8. The method for rapid delineation of potential mineral resource prediction areas based on remote sensing alteration zones according to claim 7, characterized in that, The entropy is: ; in, ; In the formula, Entropy; This represents the total number of rows in the vector co-occurrence matrix; This represents the total number of columns in the vector co-occurrence matrix; Let be the element in the i-th row and j-th column of the vector co-occurrence matrix; Let i be the i-th vector in the vector cloud space; Let j be the j-th vector in the vector cloud space; For matrix The first number of times one can achieve success; Total number of times; The inertia is: ; In the formula, For inertia; The energy is: ; In the formula, For energy; The curvature is: ; ; In the formula, Curvature; Let be the element in the i-th row and j-th column of the vector difference matrix; Vector before and after movement The spatial angle; Vector before and after movement The spatial angle; This is the second highest number of times a student can earn a living. The tensor is: ; In the formula, For the degree of tension; The enthalpy is: ; In the formula, It is enthalpy.

9. The method for rapid delineation of potential mineral resource prediction areas based on remote sensing alteration zones according to claim 7, characterized in that, Based on the results of the metallogenic belt constraint analysis, potential mineral resource prediction areas were identified, specifically including: When both the symbiotic constraint index and the differential constraint index are within a preset range, the ore-forming zone is determined to be a forced ore-forming zone; All alteration zones within the forced ore zone are identified as undetermined alteration zones. By deleting known alteration zones from the undetermined alteration zones, multiple prediction areas are obtained; the known alteration zones are based on mineral survey data. A multiple linear regression model is constructed by defining a random variable as the dependent variable and multiple prediction regions as independent variables. A set of equations for a multiple linear regression model is constructed using multiple sets of observation data, and the coefficients of the multiple linear regression model are obtained by solving the set of equations using the least squares estimation method. Determine any one of the independent variables as the current independent variable; Analysis of deviations was used to test the hypotheses in a multiple linear regression model before and after removing the current independent variable.
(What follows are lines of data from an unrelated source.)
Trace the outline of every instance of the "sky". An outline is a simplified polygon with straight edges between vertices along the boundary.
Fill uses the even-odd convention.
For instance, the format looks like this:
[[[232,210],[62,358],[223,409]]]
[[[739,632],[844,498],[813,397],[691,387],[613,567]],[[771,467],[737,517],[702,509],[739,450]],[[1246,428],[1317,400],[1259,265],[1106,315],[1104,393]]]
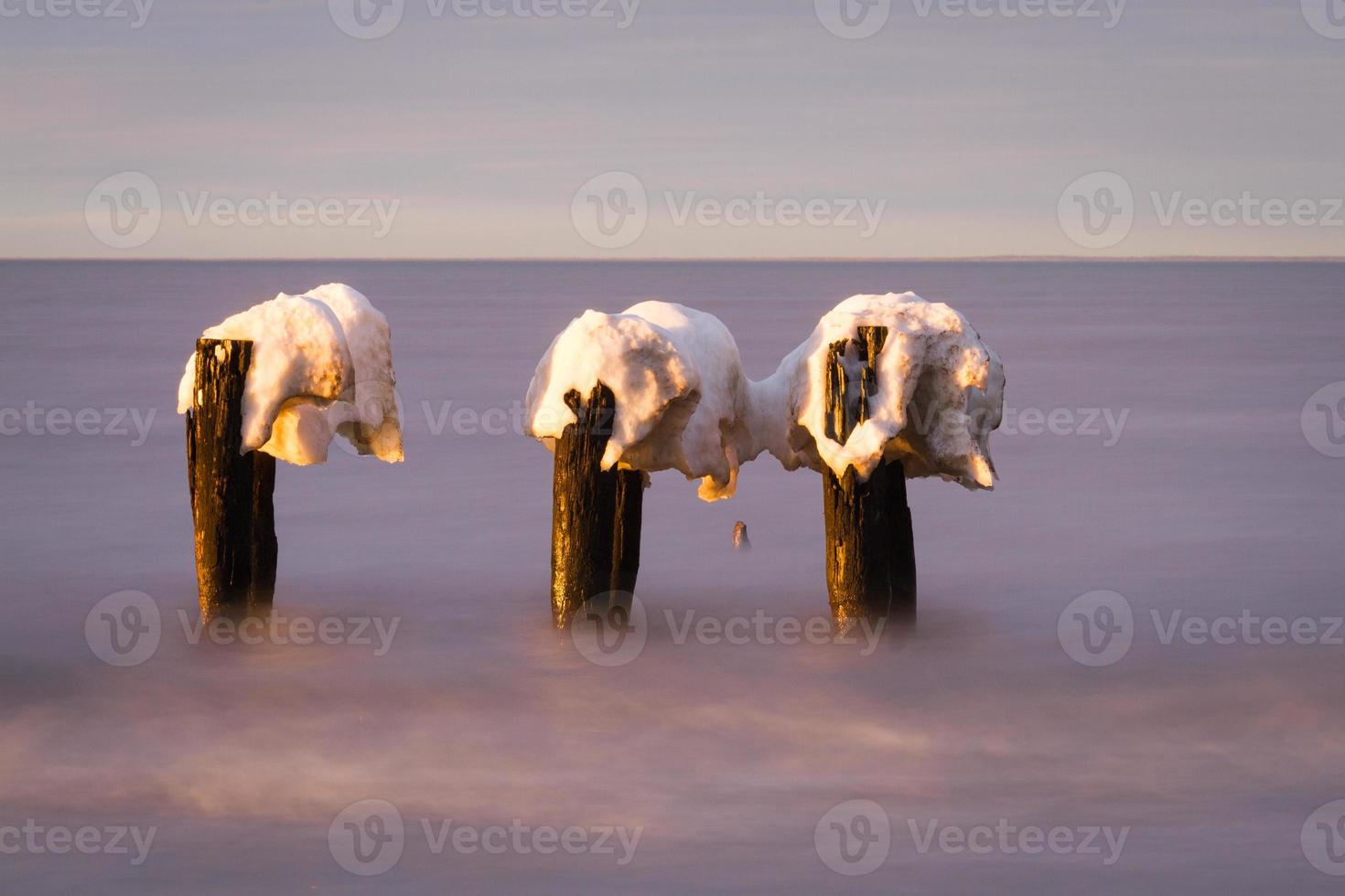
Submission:
[[[1345,0],[0,0],[0,257],[1345,257]]]

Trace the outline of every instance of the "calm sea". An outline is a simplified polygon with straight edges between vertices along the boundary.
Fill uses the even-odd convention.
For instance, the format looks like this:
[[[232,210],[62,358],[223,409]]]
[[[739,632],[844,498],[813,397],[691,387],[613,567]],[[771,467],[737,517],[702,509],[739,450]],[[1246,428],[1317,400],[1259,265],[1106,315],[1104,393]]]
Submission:
[[[391,321],[408,457],[280,470],[277,614],[344,639],[192,643],[183,363],[203,326],[331,281]],[[550,629],[550,455],[515,422],[572,317],[693,305],[761,377],[839,300],[905,289],[998,349],[1010,408],[994,493],[912,485],[913,637],[781,642],[827,611],[822,486],[769,457],[716,505],[654,477],[631,662]],[[1345,380],[1342,265],[7,262],[0,301],[0,829],[156,829],[139,865],[39,834],[0,856],[7,892],[1338,888],[1305,849],[1345,798],[1345,424],[1309,403]],[[126,590],[161,618],[118,668],[86,621]],[[1107,665],[1061,641],[1095,591],[1131,613]],[[1201,639],[1228,617],[1231,643]],[[1258,643],[1244,618],[1322,627]],[[404,823],[373,877],[334,846],[366,799]],[[872,806],[827,815],[847,801],[890,845]],[[456,849],[449,819],[586,846]],[[633,854],[597,849],[607,827],[640,829]],[[956,848],[981,827],[1018,833]],[[1033,827],[1075,848],[1021,849]],[[1095,827],[1127,832],[1119,856],[1081,849]],[[886,856],[839,875],[843,836]]]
The absolute value of the difference between the coefficients of determination before and after removing the current independent variable in a multiple linear regression model is used as the discriminant; the coefficients of determination are: ;in, is the coefficient of determination for the multiple linear regression model; SS is the sum of squares of the regressions for the multiple linear regression model. The total variance of the multiple linear regression model is represented by MS, which is the sum of squared residuals. When the discriminant is less than the discriminant threshold, the prediction region corresponding to the current independent variable is deleted; Update the current independent variable and return to the step "Use the analysis of deviations to perform hypothesis testing on the multiple linear regression model before and after deleting the current independent variable" until all independent variables are traversed to obtain the potential mineral resource prediction area.
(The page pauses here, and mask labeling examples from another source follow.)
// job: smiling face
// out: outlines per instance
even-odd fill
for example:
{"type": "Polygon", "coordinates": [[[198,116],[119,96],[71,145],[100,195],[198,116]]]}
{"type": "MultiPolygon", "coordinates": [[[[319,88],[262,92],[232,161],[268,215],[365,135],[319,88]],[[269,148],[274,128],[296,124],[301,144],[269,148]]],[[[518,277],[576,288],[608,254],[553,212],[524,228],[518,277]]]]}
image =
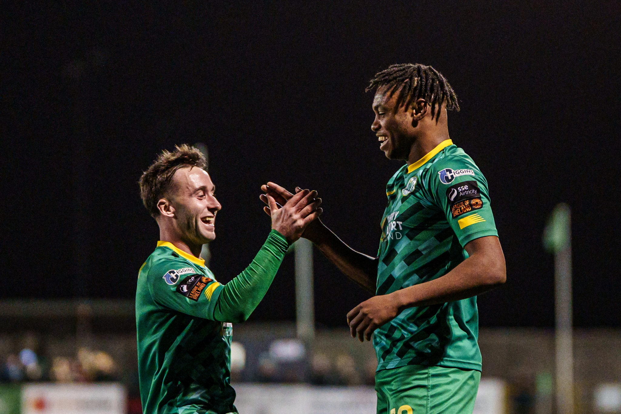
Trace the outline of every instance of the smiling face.
{"type": "Polygon", "coordinates": [[[411,110],[397,105],[399,91],[390,95],[388,88],[378,88],[373,99],[375,119],[371,129],[380,142],[379,149],[391,160],[407,160],[412,145],[416,139],[417,121],[411,110]]]}
{"type": "Polygon", "coordinates": [[[186,167],[175,172],[167,198],[182,240],[204,245],[215,238],[215,214],[222,205],[214,196],[215,190],[202,168],[186,167]]]}

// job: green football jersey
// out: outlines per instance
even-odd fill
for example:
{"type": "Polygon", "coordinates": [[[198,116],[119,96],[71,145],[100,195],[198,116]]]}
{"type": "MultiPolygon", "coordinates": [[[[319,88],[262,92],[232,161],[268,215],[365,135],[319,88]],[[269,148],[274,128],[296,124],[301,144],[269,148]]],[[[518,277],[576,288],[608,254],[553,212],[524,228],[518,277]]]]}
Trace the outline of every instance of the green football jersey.
{"type": "MultiPolygon", "coordinates": [[[[378,295],[440,277],[468,257],[468,242],[498,235],[487,182],[450,140],[399,169],[386,195],[378,295]]],[[[374,332],[378,371],[410,364],[481,371],[478,336],[476,297],[407,308],[374,332]]]]}
{"type": "Polygon", "coordinates": [[[204,261],[159,241],[138,272],[136,326],[145,414],[237,412],[232,325],[214,320],[223,287],[204,261]]]}

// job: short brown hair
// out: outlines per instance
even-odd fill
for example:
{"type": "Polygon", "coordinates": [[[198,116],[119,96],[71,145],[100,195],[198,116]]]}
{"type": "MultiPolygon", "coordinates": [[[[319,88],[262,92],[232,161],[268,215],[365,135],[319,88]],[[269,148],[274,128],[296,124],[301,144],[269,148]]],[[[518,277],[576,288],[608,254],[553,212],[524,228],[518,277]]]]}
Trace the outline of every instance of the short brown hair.
{"type": "Polygon", "coordinates": [[[205,169],[207,166],[205,156],[194,147],[181,144],[175,148],[173,152],[164,150],[138,181],[142,203],[154,218],[160,215],[157,203],[170,189],[173,176],[178,169],[182,167],[205,169]]]}

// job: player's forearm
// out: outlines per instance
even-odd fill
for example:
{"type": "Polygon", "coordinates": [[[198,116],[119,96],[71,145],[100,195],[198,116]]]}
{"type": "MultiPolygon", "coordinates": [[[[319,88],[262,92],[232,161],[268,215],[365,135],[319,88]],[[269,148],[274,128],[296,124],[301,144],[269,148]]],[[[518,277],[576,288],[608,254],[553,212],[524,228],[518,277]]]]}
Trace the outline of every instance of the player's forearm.
{"type": "Polygon", "coordinates": [[[348,279],[363,289],[375,293],[378,259],[356,251],[320,223],[309,238],[317,248],[348,279]]]}
{"type": "Polygon", "coordinates": [[[242,322],[265,295],[287,252],[288,244],[272,230],[252,263],[226,284],[216,304],[214,318],[222,322],[242,322]]]}
{"type": "Polygon", "coordinates": [[[489,290],[506,280],[504,261],[472,256],[438,279],[389,294],[399,312],[414,306],[429,306],[461,300],[489,290]]]}

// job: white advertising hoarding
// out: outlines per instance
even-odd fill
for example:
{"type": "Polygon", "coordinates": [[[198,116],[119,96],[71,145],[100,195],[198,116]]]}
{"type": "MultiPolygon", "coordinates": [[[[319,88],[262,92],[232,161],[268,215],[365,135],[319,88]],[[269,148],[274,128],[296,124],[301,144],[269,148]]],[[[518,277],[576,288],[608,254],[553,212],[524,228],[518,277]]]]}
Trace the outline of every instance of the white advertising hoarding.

10. The method for rapid delineation of potential mineral resource prediction areas based on remote sensing alteration zones according to claim 1, characterized in that, After determining the potential mineral resource prediction area based on the results of the metallogenic belt constraint analysis, the following steps are also included: Selecting the optimal band combination using the optimal index method; Based on the optimal band combination, the grid and vector are superimposed using coordinate layering to generate a schematic diagram of the potential mineral resource prediction area: the base map is a false color map with the band combination with the highest information entropy, and the vectors are represented by points, lines and surfaces with the same projection.